Astrobiology 26 (2) 148-153 (2026) PMID: 41468165, doi: 10.1177/15311074251404929
Gas chromatography-mass spectrometry data from the Viking Mars mission
were misinterpreted in 1976 as showing that martian soils contain no
organic molecules, and therefore no life, even though the three life
detection experiments delivered by Viking all reported life-positive
data under the terms of their experimental design. This mistake has been
propagated for a half century, including in textbooks and National
Aeronautics and Space Administration-endorsed documents, even though it
has been known since 2009 that the martian soils contained perchlorate,
perchlorate destroys organic materials in ways that might generate the
GC-MS results, and Curiosity in 2013 observed such processes in Gale
crater on Mars, as have other rovers since.

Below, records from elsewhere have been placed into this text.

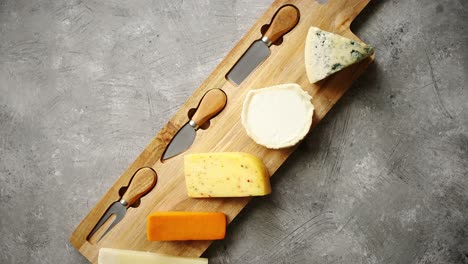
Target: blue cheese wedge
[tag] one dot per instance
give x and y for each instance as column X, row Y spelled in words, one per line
column 327, row 53
column 277, row 116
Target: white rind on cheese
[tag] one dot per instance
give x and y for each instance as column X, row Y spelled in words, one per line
column 278, row 116
column 118, row 256
column 326, row 53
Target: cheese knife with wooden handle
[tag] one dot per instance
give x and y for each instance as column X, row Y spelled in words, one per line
column 285, row 19
column 141, row 183
column 210, row 105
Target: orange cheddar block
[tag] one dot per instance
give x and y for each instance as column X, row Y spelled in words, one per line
column 176, row 226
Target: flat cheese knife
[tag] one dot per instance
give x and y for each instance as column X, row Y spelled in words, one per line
column 285, row 19
column 141, row 183
column 210, row 105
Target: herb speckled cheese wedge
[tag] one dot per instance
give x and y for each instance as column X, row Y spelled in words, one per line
column 225, row 174
column 327, row 53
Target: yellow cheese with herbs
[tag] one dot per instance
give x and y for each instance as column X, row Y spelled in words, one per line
column 225, row 174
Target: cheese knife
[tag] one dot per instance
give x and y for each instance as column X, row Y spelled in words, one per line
column 141, row 183
column 210, row 105
column 285, row 19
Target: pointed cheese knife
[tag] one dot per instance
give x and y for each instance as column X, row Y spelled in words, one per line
column 141, row 183
column 210, row 105
column 285, row 19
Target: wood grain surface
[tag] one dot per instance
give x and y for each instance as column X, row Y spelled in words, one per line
column 225, row 133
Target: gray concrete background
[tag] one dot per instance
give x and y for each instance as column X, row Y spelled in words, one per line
column 85, row 85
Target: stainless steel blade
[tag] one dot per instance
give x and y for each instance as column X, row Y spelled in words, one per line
column 255, row 55
column 116, row 208
column 180, row 142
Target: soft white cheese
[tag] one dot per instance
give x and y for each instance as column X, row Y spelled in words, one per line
column 326, row 53
column 118, row 256
column 278, row 116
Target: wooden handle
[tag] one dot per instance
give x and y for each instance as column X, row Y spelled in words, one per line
column 142, row 182
column 211, row 104
column 284, row 20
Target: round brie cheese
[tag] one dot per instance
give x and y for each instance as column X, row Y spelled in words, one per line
column 277, row 116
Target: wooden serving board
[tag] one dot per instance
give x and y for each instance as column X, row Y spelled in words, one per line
column 225, row 133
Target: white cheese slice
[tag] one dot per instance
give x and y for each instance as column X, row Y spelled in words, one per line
column 327, row 53
column 278, row 116
column 118, row 256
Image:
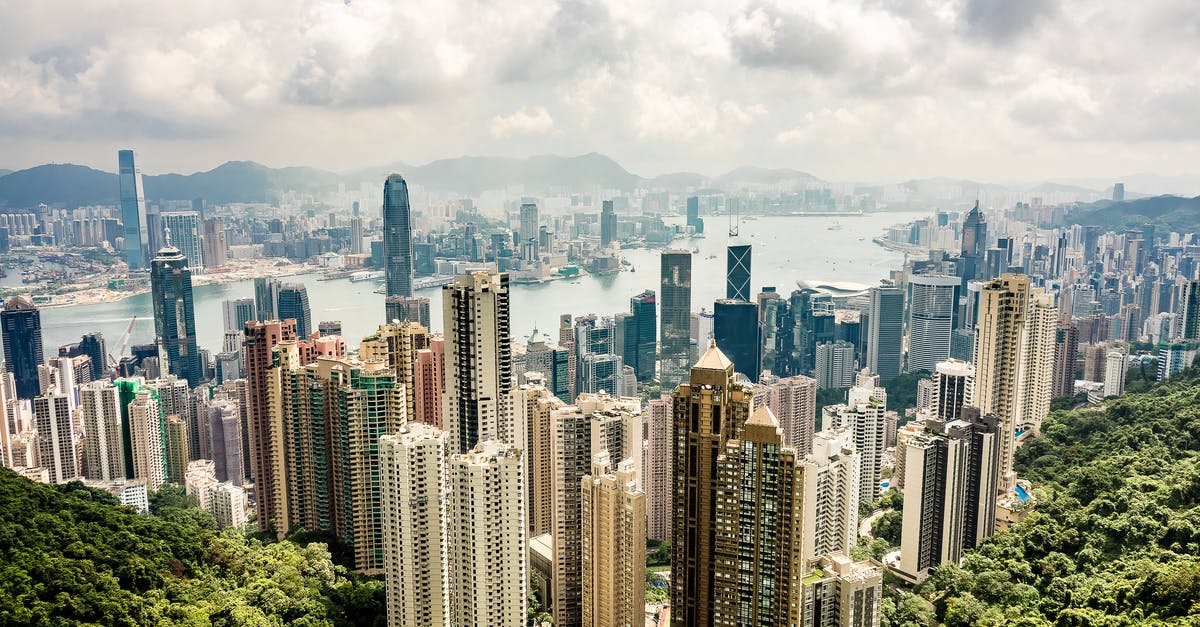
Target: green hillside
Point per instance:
(1116, 536)
(70, 555)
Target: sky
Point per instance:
(845, 89)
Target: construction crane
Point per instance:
(125, 342)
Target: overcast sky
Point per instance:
(845, 89)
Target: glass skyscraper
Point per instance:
(133, 212)
(174, 317)
(397, 237)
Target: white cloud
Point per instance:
(522, 121)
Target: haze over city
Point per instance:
(871, 91)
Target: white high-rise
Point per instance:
(413, 481)
(103, 451)
(486, 550)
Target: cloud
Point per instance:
(522, 121)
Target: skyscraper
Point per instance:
(174, 318)
(397, 237)
(708, 412)
(607, 224)
(676, 316)
(185, 236)
(933, 303)
(478, 360)
(737, 272)
(294, 305)
(885, 340)
(23, 344)
(612, 545)
(133, 212)
(736, 332)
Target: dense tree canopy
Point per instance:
(72, 555)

Anomalies in the propagated
misinterpretation, including a contradiction between the “strong martian
soil oxidant” hypothesis and quantitative results in the carbon
assimilation experiment, were “explained away” in 1976, in some cases by
invoking results of experiments that had not yet been done. Today, a
scientific back-and-forth is long overdue to develop an understanding of
what Viking revealed about the possibility of life on the near surface
of Mars. Starting this back-and-forth here, we note how the Viking
results are compatible with a soil that contains bacterial autotrophs
that respire with stored oxygen on Mars (BARSOOM), a lifestyle adapted
to its environment, including sparse resources that drive dormancy,
scarce atmospheric oxygen, and a cold and briny fluid only
intermittently available, perhaps, when the water-ice fogs seen by
Viking indicate that the relative humidity exceeds 100%.